Londres -- La Française Marion Bartoli, 19e mondiale, a créé une des plus grosses surprises de l'histoire de Wimbledon en sortant hier la Belge Justine Henin qui apparaissait comme la grande favorite pour remporter le seul tournoi du Grand Chelem qui manque à son palmarès.
Bartoli sera la mieux classée des deux finalistes mais pas la favorite. L'Américaine Venus Williams, qui a écrasé la Serbe Ana Ivanovic 6-2, 6-4 pour se qualifier pour sa sixième finale londonienne, ne doit sa modeste tête de série (23) qu'à une blessure qui l'a éloignée des courts cet hiver.
Mais que peut craindre Bartoli, qui avait sorti en huitièmes la troisième joueuse mondiale, la Serbe Jelena Jankovic, et qui a joué un tennis de rêve dans les deux dernières manches de sa demi-finale?
Certes, la Française avait impressionné par sa puissance, surpris par ses coups joués à deux mains «à la Monica Seles». Mais sa mobilité semblait rédhibitoire contre la Belge et elle était bien la seule à penser pouvoir inquiéter la no 1 mondiale.

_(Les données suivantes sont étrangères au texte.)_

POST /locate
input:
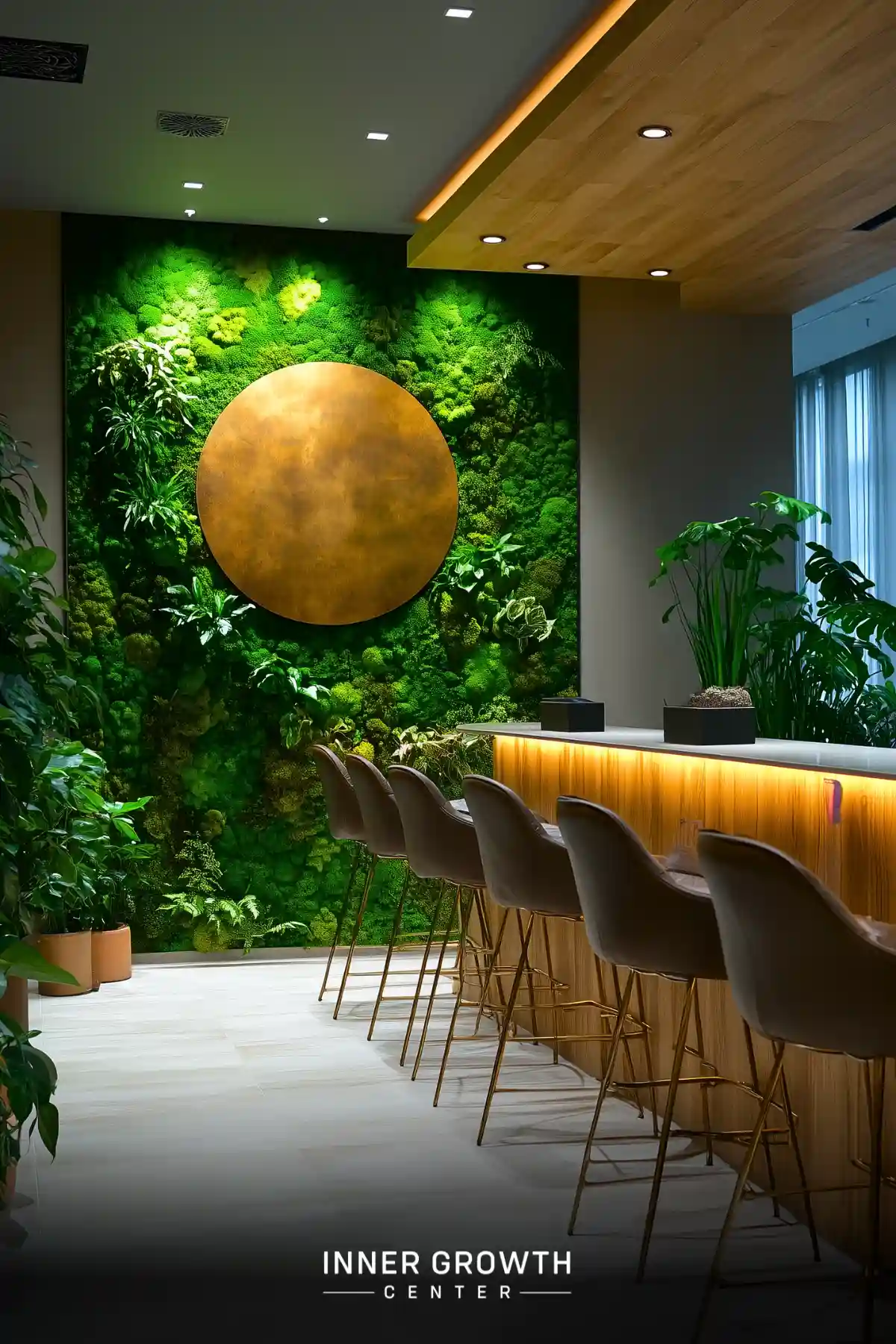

Ce que semblait confirmer le premier set, remporté 6-1 par la Belge qui enchaînait en prenant le service de la Française. Mais alors que Bartoli haussait son niveau de jeu, celui de Henin se détraquait, avec 27 fautes directes dans les deux dernières manches quand elle n'en avait commises que trois dans la première.
Henin se mettait à faire l'essuie-glace sur les coups de la Française qui passait 85% de premières balles, jouait «le meilleur tennis de sa carrière», et se prenait à monter au filet 21 fois dans les deux dernières manches, elle qui reste d'ordinaire en fond de court. «C'est comme si elle pouvait jouer les yeux fermés», raconte Henin pour qui, après deux finales perdues (2001 et 2006), Wimbledon reste maudit.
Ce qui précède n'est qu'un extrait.